A propensity to recycle

Oct. 22, 2007
Simply crossing the street from hotel side to beach side on Rio de Janeiro’s Copacabana unveils any number of unique cultural attributes.

Simply crossing the street from hotel side to beach side on Rio de Janeiro’s Copacabana unveils any number of unique cultural attributes. These include a nearly untempered propensity toward recycling.

Four midsize waste bins stand outside each food pavilion or other likely gathering spot. One is labeled plastics, the next aluminum, another paper, and yes, there is still one called trash. And people actually use them. They pause long enough to put their beverage can in one hole, their napkin in another, and their plate and cutlery in a third, leaving only the corn husks or coconut shell or sandwich remnant for bin number four.

The pause is paying off. Brazil recycles 45-47% of all the paper, tires, and glass it consumes each year. The country’s success in recycling aluminum (96.2% of all beverage cans) prompted Alcoa and its partners to site the world’s first aseptic carton recycling plant there in 2005.

The entrepreneur

More than a cultural predilection, or a chance for large companies to do good business, recycling Brazilian-style is also an entrepreneurial opportunity. More than 160,000 people make more than minimum wage by selling gathered aluminum cans at a price of R$3.30/kg (roughly 70 cans). The middle-men they sell these to sell them to a still larger entity, until eventually the recycling plant is reached.

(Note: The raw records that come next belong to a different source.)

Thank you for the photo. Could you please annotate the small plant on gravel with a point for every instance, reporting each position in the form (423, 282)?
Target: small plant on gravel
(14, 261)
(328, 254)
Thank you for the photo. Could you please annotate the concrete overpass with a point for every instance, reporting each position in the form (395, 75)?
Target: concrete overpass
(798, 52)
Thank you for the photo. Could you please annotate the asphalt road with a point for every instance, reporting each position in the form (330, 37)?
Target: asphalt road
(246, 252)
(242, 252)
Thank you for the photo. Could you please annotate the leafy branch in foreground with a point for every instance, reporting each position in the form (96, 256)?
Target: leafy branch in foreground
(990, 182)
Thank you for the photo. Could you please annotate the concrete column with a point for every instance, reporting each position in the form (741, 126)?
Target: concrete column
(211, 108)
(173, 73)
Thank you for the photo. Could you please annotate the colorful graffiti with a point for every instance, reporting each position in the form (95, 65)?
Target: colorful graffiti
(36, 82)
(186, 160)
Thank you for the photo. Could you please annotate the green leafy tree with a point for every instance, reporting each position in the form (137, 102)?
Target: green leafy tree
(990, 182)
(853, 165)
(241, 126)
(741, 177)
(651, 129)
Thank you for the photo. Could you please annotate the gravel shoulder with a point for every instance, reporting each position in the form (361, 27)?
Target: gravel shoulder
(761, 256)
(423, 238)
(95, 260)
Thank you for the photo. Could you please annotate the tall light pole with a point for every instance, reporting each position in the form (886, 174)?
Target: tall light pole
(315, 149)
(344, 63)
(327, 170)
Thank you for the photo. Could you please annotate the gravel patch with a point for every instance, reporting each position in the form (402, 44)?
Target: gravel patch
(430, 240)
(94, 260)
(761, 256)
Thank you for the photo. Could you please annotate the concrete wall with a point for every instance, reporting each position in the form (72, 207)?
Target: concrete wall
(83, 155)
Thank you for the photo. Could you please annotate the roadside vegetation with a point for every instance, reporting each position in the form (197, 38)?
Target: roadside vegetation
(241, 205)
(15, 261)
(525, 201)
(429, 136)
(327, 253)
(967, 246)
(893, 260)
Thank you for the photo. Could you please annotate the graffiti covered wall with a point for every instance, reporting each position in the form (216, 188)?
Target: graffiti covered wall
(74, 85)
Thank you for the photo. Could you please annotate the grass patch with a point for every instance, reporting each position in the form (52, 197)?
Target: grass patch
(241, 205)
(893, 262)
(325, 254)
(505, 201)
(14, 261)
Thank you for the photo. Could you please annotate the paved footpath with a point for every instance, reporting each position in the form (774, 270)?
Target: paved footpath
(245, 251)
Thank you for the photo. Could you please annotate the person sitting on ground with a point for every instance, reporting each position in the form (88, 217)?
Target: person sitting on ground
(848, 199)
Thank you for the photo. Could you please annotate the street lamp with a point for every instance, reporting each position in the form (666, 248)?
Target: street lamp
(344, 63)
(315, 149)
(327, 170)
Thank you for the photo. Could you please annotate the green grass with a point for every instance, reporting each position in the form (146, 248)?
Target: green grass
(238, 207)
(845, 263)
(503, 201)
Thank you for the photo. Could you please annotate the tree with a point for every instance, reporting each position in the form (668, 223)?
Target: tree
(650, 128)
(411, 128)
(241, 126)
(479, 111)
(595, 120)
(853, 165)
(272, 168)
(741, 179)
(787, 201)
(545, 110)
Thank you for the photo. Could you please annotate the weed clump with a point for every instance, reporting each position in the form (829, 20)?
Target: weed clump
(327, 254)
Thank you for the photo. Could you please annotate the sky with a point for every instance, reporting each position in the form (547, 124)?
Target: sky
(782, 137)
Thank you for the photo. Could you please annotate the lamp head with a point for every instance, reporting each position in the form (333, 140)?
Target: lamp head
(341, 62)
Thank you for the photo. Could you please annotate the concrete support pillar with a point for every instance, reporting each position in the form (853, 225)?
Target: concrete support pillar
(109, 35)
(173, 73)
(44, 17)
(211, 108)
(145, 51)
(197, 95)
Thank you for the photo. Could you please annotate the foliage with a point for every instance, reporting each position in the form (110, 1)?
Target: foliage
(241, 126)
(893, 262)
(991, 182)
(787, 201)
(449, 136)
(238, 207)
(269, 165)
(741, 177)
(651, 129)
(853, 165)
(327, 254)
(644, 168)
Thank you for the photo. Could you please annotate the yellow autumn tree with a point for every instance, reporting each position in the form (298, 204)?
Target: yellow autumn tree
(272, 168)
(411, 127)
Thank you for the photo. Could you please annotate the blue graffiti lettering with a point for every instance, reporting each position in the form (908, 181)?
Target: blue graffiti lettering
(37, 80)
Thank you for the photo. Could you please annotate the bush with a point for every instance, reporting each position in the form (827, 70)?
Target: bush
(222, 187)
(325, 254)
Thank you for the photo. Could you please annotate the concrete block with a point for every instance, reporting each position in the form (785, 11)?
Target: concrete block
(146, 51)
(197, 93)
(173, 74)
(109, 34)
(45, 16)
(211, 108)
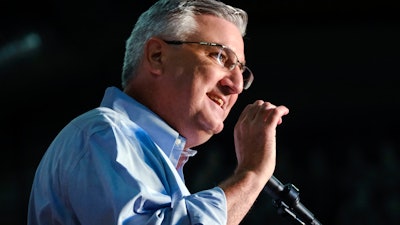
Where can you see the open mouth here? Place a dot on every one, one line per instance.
(216, 99)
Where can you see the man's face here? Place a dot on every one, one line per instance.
(199, 92)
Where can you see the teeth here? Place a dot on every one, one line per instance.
(217, 100)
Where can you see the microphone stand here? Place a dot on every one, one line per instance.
(286, 200)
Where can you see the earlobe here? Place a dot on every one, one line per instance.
(153, 55)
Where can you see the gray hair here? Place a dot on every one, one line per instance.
(173, 19)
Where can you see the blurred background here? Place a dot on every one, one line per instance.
(334, 64)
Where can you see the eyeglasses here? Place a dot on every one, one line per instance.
(226, 57)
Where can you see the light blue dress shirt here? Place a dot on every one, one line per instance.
(116, 164)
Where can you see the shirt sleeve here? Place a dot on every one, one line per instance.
(127, 180)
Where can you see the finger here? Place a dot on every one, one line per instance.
(275, 115)
(251, 110)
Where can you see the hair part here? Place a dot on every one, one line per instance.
(173, 19)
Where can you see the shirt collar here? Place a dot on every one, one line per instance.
(169, 140)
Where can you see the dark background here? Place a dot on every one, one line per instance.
(334, 64)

Elcio Soares Reis, a Copacabana street vendor by day, spends his nights transferring this business model to the still locally lagging world of plastics recycling. He and his business partner buy plastic at R$0.25/kg from collectors. They then sort it and resell it at R$0.65-1.25/kg, depending on quality.

The two men plan to buy a press (R$30,000-50,000) to increase the volume and efficiency of their operation. Soares expects it will take a year to save the lower end of the range, but he’d rather reach the upper end (or beyond) and use any money left over to establish a payroll cushion, buy a used truck, or both.

After acquiring the press, a purchase the Brazilian government will help offset through tax breaks, Soares and his partner will approach private condominium buildings and clubs along the Copacabana and offer to remove all their waste if they simply separate the plastic. This scheme is not without precedent, many condos and clubs having already taken to separating their aluminum cans from the rest of their waste.

Soares estimates that each condo or club generates 1-3 tonnes/week of plastic waste and that the typical Copacabana block generates 10 tonnes/week. He conservatively translates this into revenue of R$3,000/week/block, while noting that some individual buildings could well generate that much on their own.

Bigger picture

At a time when hydrocarbon fuels are at or near all-time high prices it is in the interest of not just the bulk of individuals, but also the bulk of businesses and the bulk of nations, to make sure that resources are being used as efficiently as possible. It is similarly important that these resources be devoted to areas in which substitution is either technologically or economically difficult (transportation), while other areas in which substitution is somewhat easier (base goods manufacturing) pursue whatever technical and economic advantages can be found in substitution.

Recycling plastics is a double winner. It not only allows the earth’s hydrocarbon resources to be dedicated increasingly to other areas, but the act itself is generally less energy-intensive than manufacturing plastics from new source materials. Given the pervasiveness of plastics in modern life, both consumers and finished goods manufacturers will want to obtain any plastics they need as cheaply as possible.

Plastics manufacturers, meanwhile, are driven by their bottom lines to find the least expensive avenue to meet demand for their products.

Economies of scale and integration might mean for some that this continues to be done by turning raw materials into plastics. But as the cost of raw materials continues to rise, the economic opportunities presented by recycling will become more attractive to everyone: from Soares to the fully integrated supermajors.